Mohon tunggu...
Hendy Kusmarian
Hendy Kusmarian Mohon Tunggu... Administrasi - pemandu medan perang bisnis

http://terobosan.biz.id/pemandu-perang-bisnis/

Selanjutnya

Tutup

Gaya Hidup

Menciptakan Revolusi Rohani Indonesia dari Pernikahan

2 September 2015   15:54 Diperbarui: 2 September 2015   16:04 74
+
Laporkan Konten
Laporkan Akun
Kompasiana adalah platform blog. Konten ini menjadi tanggung jawab bloger dan tidak mewakili pandangan redaksi Kompas.

Kita sudah menerima prinsip bahwa kesejahteraan suatu bangsa tercipta dari kesejahteraan keluarga-keluarga yang membentuk bangsa itu. Dan kesejahteraan suatu keluarga tercipta ketika hubungan-hubungan antar anggota keluarga itu berjalan sesuai hukum-hukum yang ditetapkan Tuhan maupun hukum-hukum sosial yang berkembang menurut keadaan zaman.

Nah, menyangkut hubungan antar anggota keluarga, hubungan terpenting adalah hubungan antara suami dan istri, karena pada inilah bergantung kesejahteraan seluruh keluarga dan dalam jangka panjang kesejahteraan seluruh bangsa. Kaidah pertama yang ditetapkan Allah dalam kaitan ini adalah: dasarkan hubungan ini terutama pada pertimbangan-pertimbangan akhlak, bukan pada pertimbangan-pertimbangan kecantikan, kekayaan, atau keturunan.

Allah memperingatkan anda yang hendak menikah untuk mempertimbangkan pengaruh apa akan dimiliki perkawinan tersebut atas kesucian hidup anda, dan warisan macam apa dalam bentuk anak yang mungkin ditinggalkannya. Rasulullah saw. bersabda, ‘Sebagian orang menikah karena kecantikan, lainnya karena keturunan, dan lainnya karena kekayaan, tetapi kamu harus menikahi wanita saleh dan bertakwa.’ (Bukhari, Kitab-al-Nikah)

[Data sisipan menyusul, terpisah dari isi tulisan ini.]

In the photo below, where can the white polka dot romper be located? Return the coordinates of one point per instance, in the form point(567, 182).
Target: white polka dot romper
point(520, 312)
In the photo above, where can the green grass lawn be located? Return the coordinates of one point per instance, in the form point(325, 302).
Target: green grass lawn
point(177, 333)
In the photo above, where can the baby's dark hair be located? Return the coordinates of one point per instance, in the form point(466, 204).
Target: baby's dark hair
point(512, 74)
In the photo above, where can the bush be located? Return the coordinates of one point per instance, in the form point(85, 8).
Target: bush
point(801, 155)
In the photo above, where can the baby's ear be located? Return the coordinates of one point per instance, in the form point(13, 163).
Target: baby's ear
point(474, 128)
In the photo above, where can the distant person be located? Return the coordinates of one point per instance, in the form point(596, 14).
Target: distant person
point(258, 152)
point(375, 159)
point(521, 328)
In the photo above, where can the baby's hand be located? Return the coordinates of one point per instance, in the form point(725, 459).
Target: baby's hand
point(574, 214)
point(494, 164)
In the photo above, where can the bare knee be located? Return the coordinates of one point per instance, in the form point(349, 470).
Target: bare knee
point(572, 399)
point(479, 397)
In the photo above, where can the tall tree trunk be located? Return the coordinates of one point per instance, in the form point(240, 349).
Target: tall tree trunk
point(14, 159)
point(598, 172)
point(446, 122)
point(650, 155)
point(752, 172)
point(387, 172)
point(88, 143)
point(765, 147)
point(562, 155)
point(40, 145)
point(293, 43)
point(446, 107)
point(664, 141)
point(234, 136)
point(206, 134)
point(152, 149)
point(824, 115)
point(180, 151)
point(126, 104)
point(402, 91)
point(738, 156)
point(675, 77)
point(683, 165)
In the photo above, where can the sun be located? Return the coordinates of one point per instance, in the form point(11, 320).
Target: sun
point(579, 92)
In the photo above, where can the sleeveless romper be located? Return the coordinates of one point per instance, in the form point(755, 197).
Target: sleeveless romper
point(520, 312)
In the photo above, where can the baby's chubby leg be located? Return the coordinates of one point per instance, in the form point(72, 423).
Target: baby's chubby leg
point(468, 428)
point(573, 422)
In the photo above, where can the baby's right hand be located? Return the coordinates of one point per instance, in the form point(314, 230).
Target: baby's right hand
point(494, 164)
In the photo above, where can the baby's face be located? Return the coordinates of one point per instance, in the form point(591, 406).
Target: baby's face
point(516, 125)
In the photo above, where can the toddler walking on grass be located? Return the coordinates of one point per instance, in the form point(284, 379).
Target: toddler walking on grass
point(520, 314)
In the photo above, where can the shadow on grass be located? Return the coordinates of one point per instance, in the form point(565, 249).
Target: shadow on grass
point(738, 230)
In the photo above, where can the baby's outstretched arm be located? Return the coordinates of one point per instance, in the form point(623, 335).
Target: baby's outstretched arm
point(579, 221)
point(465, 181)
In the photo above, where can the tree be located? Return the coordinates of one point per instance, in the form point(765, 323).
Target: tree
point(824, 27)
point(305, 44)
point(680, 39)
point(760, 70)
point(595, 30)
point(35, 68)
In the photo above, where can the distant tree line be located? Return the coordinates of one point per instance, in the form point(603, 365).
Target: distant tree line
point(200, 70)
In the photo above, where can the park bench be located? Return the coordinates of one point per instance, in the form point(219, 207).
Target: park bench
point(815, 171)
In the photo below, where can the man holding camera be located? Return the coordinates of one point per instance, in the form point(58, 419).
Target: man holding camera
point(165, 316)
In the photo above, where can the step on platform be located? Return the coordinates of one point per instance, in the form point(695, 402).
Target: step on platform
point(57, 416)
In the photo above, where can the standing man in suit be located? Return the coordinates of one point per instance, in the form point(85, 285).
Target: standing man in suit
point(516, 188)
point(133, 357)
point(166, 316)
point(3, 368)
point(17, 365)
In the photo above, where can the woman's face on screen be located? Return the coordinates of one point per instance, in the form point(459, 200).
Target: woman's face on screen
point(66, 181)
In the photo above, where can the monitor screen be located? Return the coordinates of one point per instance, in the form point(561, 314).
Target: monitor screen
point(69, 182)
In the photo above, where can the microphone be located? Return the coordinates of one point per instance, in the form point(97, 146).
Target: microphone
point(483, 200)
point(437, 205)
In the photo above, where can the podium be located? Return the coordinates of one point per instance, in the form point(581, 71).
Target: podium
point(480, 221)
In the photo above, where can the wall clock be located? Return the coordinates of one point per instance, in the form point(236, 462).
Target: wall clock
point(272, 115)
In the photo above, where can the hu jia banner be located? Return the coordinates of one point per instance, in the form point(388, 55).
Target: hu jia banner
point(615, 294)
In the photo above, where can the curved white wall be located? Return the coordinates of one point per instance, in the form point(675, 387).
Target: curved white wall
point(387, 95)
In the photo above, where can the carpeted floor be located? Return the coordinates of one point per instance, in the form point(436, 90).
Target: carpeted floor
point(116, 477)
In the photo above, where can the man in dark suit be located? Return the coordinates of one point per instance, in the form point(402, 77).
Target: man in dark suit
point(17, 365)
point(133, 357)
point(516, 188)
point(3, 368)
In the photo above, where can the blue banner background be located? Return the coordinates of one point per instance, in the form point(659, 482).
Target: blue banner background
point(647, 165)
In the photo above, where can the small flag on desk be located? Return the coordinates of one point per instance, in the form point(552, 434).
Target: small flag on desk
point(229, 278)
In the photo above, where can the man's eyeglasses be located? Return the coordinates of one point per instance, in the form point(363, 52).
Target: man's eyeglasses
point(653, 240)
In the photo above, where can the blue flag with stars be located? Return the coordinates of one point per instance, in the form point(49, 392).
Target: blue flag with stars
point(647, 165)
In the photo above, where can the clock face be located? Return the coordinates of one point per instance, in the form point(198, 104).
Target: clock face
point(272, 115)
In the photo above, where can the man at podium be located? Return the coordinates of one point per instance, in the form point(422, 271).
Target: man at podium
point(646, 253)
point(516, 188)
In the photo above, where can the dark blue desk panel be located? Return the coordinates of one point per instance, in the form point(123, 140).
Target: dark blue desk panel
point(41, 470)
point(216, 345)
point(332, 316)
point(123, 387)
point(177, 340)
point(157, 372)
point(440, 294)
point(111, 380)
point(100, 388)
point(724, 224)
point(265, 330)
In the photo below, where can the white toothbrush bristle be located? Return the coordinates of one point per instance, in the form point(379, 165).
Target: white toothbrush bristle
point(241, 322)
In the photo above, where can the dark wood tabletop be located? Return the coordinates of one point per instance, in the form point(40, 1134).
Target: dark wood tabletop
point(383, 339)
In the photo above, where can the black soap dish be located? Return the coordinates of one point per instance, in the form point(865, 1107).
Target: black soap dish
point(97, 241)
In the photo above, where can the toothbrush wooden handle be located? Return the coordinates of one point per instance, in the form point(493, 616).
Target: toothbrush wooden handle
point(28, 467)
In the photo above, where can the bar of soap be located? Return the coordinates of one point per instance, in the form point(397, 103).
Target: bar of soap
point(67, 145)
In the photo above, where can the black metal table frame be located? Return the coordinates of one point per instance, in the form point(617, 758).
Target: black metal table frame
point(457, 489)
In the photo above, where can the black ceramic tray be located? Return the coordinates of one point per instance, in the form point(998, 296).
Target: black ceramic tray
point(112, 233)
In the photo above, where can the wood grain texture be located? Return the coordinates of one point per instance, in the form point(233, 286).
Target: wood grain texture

Ini saja seharusnya menjadi dasar sejati dari perkawinan, dan jika ini tidak diingat dalam pemilihan jodoh, hubungan suami-istri tidak mungkin berjalan mulus dan anak-anak dari perkawinan itu bisa menderita. Kualitas-kualitas akhlak dan intelektual dari kedua orangtua membekas pada anak-anaknya. Ini telah banyak dilukiskan oleh kajian eugenics. Meskipun kesimpulan-kesimpulan yang ditarik oleh para peneliti eugenics tidak selalu bebas dari pembesar-besaran, tidak mungkin ada keraguan bahwa mutu-mutu akhlak dan intelektual orangtua sedikit banyak tecermin pada anak-anak mereka.

Karena itu, pemilihan suami atau istri menjadi suatu perkara amat penting. Karena itu, kaidah pertama yang ditetapkan Allah adalah: dalam pemilihan jodoh beri bobot yang lebih besar pada kualitas kepala (otak) dan hati daripada pada keadaan-keadaan luar yaitu penampilan, kekayaan atau keturunan. Allah tidak mencela tiga faktor terakhir ini, tetapi mereka tidak boleh menjadi dasar utama perkawinan. Bila anda tertarik kepada lawan jenis karena ketakwaan, akhlak-akhlak, dan kecerdasannya dan, pada saat yang sama, dia tidak kekurangan dalam penampilan, kekayaan, dan pangkat, perkawinan anda berdua akan teberkati berlipat ganda; namun kecantikan, kekayaan, dan keturunan, dalam sendirinya, bukanlah jaminan kebahagiaan yang langgeng.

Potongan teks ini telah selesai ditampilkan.